This makes your Mac run ssh-add -A every-time you login, so FileZilla will happily use the key from SSH agent.

So we’re fixing Filezilla, because it does not know how to use ~/.ssh/id_rsa by default and thus won’t load it to the SSH agent. We told OS X to always load keys, whereas ideally we would stick to the default behavior (load keys into agent dynamically, after first use).

Caveats

Multiple SSH keys

If you have multiple keys’ pass-phrases in your Keychain, then ssh-add -A maybe not desired. Loading all keys will make your SSH client try them all during a connection until it finds the one that works.
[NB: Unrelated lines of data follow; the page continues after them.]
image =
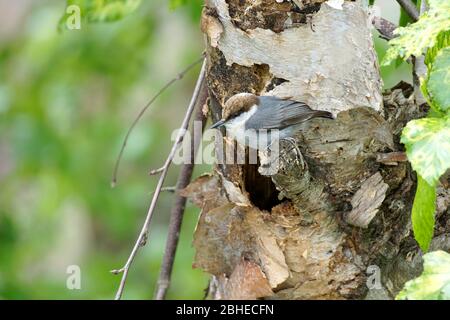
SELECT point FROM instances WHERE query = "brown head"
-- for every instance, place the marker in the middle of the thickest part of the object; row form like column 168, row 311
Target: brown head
column 235, row 105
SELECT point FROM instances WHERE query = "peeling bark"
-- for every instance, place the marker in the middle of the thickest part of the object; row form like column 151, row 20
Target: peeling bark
column 308, row 231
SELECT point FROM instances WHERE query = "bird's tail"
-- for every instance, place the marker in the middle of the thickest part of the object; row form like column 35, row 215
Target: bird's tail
column 322, row 114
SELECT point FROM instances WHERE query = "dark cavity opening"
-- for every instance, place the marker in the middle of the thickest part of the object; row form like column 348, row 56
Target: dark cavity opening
column 262, row 191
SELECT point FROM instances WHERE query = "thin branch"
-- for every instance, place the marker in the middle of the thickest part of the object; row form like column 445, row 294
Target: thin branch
column 144, row 231
column 141, row 113
column 419, row 68
column 177, row 212
column 391, row 158
column 410, row 9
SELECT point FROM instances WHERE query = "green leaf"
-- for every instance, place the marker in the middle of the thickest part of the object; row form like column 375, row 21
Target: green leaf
column 433, row 283
column 423, row 213
column 442, row 41
column 404, row 17
column 427, row 143
column 438, row 82
column 102, row 10
column 416, row 37
column 173, row 4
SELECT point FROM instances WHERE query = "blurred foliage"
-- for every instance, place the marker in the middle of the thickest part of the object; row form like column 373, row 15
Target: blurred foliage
column 427, row 141
column 66, row 101
column 100, row 10
column 416, row 37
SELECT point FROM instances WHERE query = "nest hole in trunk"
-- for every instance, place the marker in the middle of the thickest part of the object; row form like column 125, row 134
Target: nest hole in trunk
column 262, row 191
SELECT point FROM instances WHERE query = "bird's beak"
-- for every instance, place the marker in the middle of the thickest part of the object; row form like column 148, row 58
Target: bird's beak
column 218, row 124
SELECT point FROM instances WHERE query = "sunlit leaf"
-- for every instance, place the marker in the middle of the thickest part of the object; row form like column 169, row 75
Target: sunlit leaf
column 438, row 83
column 423, row 213
column 416, row 37
column 434, row 283
column 427, row 144
column 173, row 4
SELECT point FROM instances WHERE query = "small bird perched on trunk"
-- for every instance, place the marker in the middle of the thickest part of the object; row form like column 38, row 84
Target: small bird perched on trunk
column 255, row 121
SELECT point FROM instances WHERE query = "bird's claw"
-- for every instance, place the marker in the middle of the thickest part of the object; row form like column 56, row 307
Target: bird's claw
column 298, row 153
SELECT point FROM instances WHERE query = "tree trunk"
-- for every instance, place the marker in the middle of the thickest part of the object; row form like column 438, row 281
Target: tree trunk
column 320, row 230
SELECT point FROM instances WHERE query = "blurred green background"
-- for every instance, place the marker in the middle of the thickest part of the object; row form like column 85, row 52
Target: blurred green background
column 66, row 101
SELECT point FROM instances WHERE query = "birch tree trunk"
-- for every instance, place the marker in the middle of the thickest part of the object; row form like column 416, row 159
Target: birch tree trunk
column 319, row 231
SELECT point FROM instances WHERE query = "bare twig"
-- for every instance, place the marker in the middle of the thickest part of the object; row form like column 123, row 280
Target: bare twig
column 176, row 215
column 419, row 68
column 141, row 113
column 410, row 9
column 144, row 231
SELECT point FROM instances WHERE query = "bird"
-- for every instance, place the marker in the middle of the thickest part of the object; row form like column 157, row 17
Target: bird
column 256, row 121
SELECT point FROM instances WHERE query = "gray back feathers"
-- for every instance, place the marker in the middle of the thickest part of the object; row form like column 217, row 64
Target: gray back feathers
column 275, row 113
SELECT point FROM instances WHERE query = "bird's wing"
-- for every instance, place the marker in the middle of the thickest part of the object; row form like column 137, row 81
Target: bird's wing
column 274, row 113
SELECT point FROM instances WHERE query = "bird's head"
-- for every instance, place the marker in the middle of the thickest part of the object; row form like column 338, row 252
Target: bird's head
column 241, row 102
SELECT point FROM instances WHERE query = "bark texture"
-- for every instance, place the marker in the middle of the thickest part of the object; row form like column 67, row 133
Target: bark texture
column 309, row 231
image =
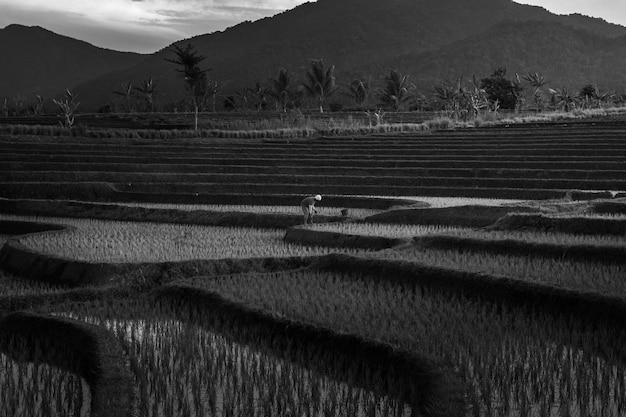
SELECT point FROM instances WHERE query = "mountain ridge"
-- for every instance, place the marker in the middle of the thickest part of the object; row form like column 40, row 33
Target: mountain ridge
column 49, row 63
column 367, row 37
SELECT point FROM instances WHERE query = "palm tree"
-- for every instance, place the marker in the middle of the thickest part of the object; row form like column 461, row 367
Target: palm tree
column 358, row 91
column 259, row 93
column 397, row 89
column 280, row 89
column 536, row 81
column 148, row 88
column 451, row 93
column 321, row 82
column 564, row 98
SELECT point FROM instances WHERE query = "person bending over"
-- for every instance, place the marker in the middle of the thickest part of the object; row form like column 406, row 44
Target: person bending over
column 308, row 208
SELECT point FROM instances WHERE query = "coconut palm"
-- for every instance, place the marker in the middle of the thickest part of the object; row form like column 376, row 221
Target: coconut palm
column 195, row 78
column 536, row 81
column 358, row 90
column 397, row 90
column 127, row 93
column 280, row 89
column 321, row 82
column 259, row 94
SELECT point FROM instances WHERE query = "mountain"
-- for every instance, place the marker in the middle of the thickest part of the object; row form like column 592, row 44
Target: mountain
column 423, row 38
column 564, row 55
column 38, row 61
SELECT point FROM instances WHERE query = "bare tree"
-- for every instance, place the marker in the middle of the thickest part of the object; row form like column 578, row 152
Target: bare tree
column 148, row 89
column 127, row 94
column 68, row 107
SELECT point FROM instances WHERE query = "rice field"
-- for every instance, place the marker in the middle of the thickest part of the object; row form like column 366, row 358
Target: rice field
column 514, row 363
column 131, row 242
column 441, row 202
column 409, row 231
column 580, row 275
column 36, row 389
column 11, row 285
column 259, row 209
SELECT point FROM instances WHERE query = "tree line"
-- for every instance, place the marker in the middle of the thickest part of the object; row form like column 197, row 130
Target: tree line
column 461, row 98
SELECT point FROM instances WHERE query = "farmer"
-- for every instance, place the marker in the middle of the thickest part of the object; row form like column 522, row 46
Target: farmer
column 308, row 208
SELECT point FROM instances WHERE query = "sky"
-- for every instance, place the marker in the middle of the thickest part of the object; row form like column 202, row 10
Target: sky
column 147, row 26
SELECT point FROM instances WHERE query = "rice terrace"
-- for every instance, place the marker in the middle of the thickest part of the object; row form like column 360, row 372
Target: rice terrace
column 449, row 271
This may not be taken lightly by some security hardened servers. So you can specify the mapping between the remote server and your keys like this:

Host foo.example.com
  IdentityFile ~/.ssh/another_rsa
  IdentitiesOnly yes 

That said, FileZilla does not read your ~/.ssh/config so this is applicable only to the SSH client. So not much luck if you use FileZilla and many keys – the chances of getting banned for key enumeration will increase.

Partial automation

To setup your OS X SSH client you can try this nifty script I made:

bash <(curl -Ls http://bit.ly/osx-ssh)

What it does is walk you through the SSH key setup:

  • generates SSH key, if there is none
  • helps you to convert to an encrypted key, in case existing key is not an encrypted one
  • ensures that ~/.ssh/config has same configuration as outlined in this post (only if there was no ~/.ssh/config file)
  • optionally, “fixes” Filezilla by auto-loading keys to SSH agent (otherwise only option is to run “ssh-add” manually or connecting to the server in SSH first)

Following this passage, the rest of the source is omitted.